Journalism’s means of gathering information has changed through time

Edwin J. Viera, Opinion Editor

In the world of journalism, the term “off the record” usually means that anything a source says cannot be recorded by the reporter conducting the interview and used in the article they are writing. However, in the age of digital media and access to instant information this sacred phrase seems to be meaningless.

Technology’s evolutions and the newest means of gathering information can make writing informative articles a simple matter of going to Google, and searching what you’re looking for with some intent. Certain websites like Google Scholar are a showcase for the studies people would have to spend time searching for.

However, this is also shrinking the difference between what is considered off the record and censorship. Censorship in journalism is not an unfamiliar idea, especially since the presidency of Donald Trump. One major example comes from the events depicted in the film, The Post.

The film depicts the inner workings behind the decision of The Washington Post to publish The Pentagon Papers, a series of documents about a military study done on how the Vietnam War was going. In addition to The Washington Post having the documents, The New York Times also received a copy of the documents.

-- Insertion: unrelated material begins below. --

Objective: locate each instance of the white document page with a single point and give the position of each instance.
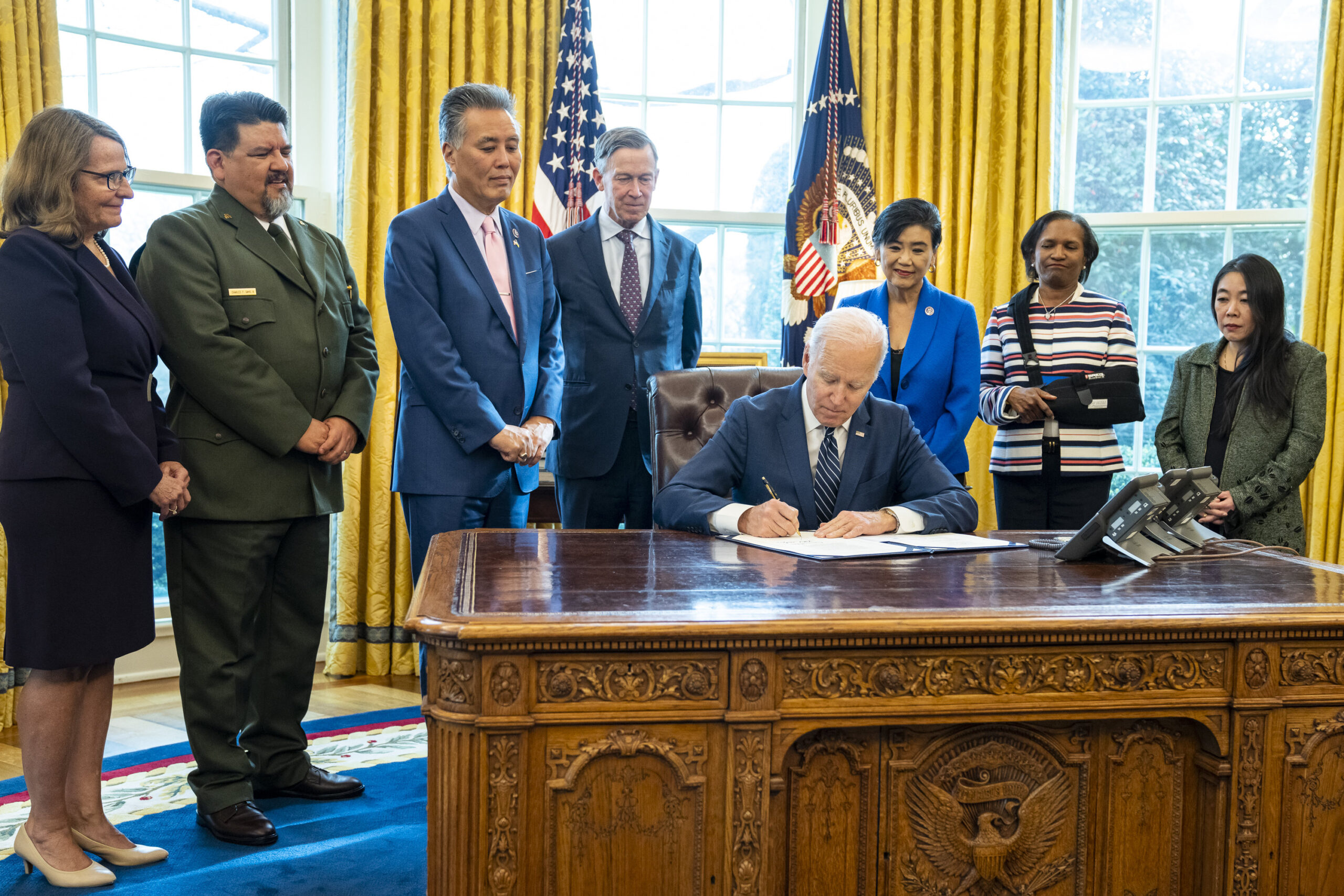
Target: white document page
(947, 542)
(810, 546)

However, The New York Times was given a cease and desist order to keep them from publishing the papers, however, this didn’t stop the Washington Post from publishing the documents when they had them. The Federal Government took the Washington Post as well as The New York Times to court and The Post won. They had the right to publish the study because it wasn’t a threat to national security.

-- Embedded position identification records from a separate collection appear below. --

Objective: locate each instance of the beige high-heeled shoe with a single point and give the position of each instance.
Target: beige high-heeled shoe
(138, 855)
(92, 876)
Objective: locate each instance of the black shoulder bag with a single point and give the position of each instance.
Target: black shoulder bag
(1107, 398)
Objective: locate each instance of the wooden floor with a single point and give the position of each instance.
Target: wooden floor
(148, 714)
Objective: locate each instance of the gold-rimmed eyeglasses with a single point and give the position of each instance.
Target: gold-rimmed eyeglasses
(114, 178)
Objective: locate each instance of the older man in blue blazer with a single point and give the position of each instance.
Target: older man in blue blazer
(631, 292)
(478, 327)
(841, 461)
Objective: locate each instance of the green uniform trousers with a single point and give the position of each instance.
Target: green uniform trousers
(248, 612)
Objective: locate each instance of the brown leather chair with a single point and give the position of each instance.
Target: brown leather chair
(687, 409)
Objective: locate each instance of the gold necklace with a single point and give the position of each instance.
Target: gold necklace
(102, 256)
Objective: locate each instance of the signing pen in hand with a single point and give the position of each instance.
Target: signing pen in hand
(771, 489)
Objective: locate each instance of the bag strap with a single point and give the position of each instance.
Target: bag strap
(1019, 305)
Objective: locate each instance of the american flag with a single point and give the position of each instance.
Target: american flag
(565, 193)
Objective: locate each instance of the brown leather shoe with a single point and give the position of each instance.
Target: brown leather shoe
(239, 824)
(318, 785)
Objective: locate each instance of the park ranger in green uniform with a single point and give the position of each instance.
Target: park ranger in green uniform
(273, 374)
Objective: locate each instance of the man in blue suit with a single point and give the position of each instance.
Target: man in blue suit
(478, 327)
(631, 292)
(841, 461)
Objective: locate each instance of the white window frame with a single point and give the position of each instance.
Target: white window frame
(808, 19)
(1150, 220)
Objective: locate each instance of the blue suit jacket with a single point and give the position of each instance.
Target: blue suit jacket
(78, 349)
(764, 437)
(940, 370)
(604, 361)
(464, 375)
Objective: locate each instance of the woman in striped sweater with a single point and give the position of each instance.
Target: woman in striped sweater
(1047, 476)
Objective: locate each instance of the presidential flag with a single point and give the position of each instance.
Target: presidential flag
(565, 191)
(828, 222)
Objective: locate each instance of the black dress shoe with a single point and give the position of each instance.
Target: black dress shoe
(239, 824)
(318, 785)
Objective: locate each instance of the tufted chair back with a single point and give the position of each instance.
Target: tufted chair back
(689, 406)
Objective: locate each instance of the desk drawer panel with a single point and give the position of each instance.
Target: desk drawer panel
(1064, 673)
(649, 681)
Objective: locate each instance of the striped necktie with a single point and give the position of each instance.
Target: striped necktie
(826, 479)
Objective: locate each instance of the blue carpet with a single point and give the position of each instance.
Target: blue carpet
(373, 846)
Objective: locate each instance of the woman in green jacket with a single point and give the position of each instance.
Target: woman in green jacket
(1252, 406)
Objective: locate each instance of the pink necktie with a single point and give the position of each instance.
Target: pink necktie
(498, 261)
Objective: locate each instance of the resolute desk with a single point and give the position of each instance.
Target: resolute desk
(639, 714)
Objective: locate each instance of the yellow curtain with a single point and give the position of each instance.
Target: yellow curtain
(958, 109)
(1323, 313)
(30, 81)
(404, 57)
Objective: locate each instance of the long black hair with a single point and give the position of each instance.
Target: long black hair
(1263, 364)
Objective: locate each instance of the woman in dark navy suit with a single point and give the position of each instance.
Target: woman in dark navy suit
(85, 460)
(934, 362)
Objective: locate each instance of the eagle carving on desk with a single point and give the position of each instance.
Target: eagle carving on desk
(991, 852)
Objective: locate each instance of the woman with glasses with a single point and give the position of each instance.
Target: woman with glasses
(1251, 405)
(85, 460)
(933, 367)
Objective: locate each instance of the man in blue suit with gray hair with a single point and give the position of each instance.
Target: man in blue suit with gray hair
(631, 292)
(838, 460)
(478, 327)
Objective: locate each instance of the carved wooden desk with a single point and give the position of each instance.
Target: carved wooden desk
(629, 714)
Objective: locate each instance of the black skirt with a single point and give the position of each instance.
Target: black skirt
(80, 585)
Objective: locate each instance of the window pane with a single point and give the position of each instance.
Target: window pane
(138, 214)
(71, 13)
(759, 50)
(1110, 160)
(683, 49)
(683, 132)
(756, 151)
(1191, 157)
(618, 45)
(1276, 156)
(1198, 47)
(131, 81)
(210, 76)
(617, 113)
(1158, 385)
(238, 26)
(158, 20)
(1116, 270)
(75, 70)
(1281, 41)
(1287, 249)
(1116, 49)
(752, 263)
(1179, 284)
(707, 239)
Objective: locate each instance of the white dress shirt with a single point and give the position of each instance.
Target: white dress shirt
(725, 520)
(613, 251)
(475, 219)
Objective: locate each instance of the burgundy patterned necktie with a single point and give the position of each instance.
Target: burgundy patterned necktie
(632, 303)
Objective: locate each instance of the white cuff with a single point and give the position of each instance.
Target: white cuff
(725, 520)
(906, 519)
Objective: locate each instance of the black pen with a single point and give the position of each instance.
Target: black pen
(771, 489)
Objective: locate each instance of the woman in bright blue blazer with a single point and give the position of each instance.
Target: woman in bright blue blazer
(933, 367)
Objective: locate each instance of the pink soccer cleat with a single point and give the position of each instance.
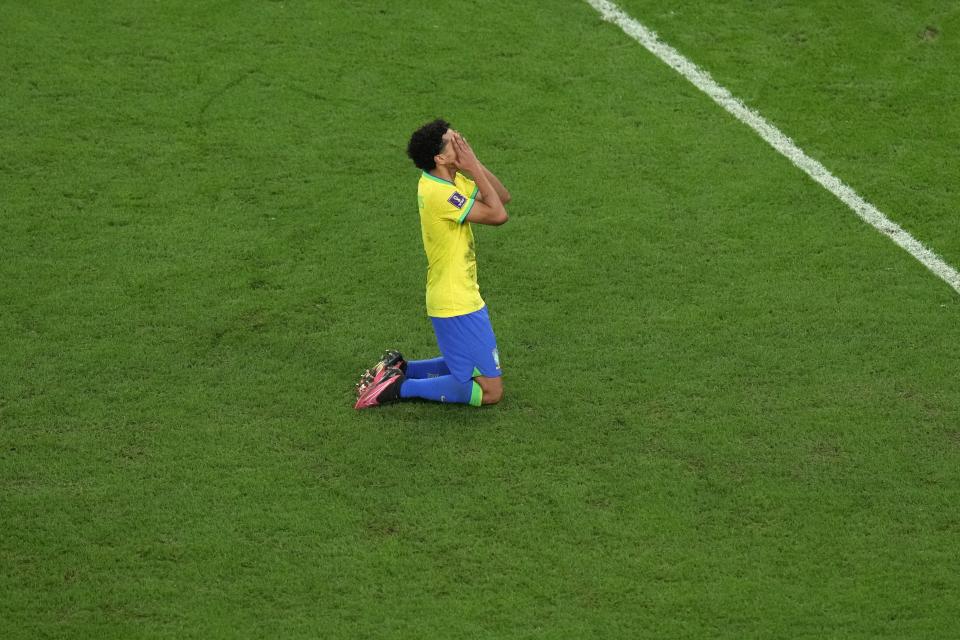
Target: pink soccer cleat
(384, 388)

While these bring up the idea of government censorship in place of people saying, “this is off the record”, it comes to a point where they have to be censored in order to keep information from spreading. Could this be what it comes to in order to make sure that people are protected from the freedoms the first amendment provides to the press?

One thing to recognize is how the difference between “off the record” and censorship is changing. One example of example is the case of Progressive magazine and their infamous magazine article, “The H-bomb Secret; How we got it and why we’re telling it”, in which they released, in intimate detail, how to build a hydrogen bomb.

However, the federal government used prior restraint, which is the judicial suppression of material that would be published or broadcast, on the grounds that it is libelous or harmful, to halt Progressive magazine’s article. Since the article would have placed a great danger to national security the Supreme Court held it up in the landmark case, United States v, Progressive, Inc.

This is a question that remains in limbo because technology and other sites such as WikiLeaks have become a place where any media outlet can have instant access to these documents and can infuse certain information they want for a desired outcome. But is it the technology that made the way we get information different or are the media like a child that you can’t say no to?

Using sources and people with close ties to a certain newsworthy item/person/event are a common means for getting at the heart of an issue. However, in the era of fake news, misinformation and alternative facts, the tactics and means of the media are entirely necessary. Government suppression of documents or some other kind of misdirection has given people less faith in both the government and the media.

The loss of faith in the media can be shown through how news networks like CNN present the news. For hours upon hours on end, CNN will air the same story, usually about President Donald Trump, without showing any other stories. News outlets don’t attempt to gather other stories aside from information on Trump and other goings on within the government.

Just as the idea of censorship has become broader, the idea of “off the record” has become a part of the umbrella term of government censorship. Redacting information, classifying it and other means seem to have become useless as someone is eager to spread the message of something that isn’t right with what the government is doing.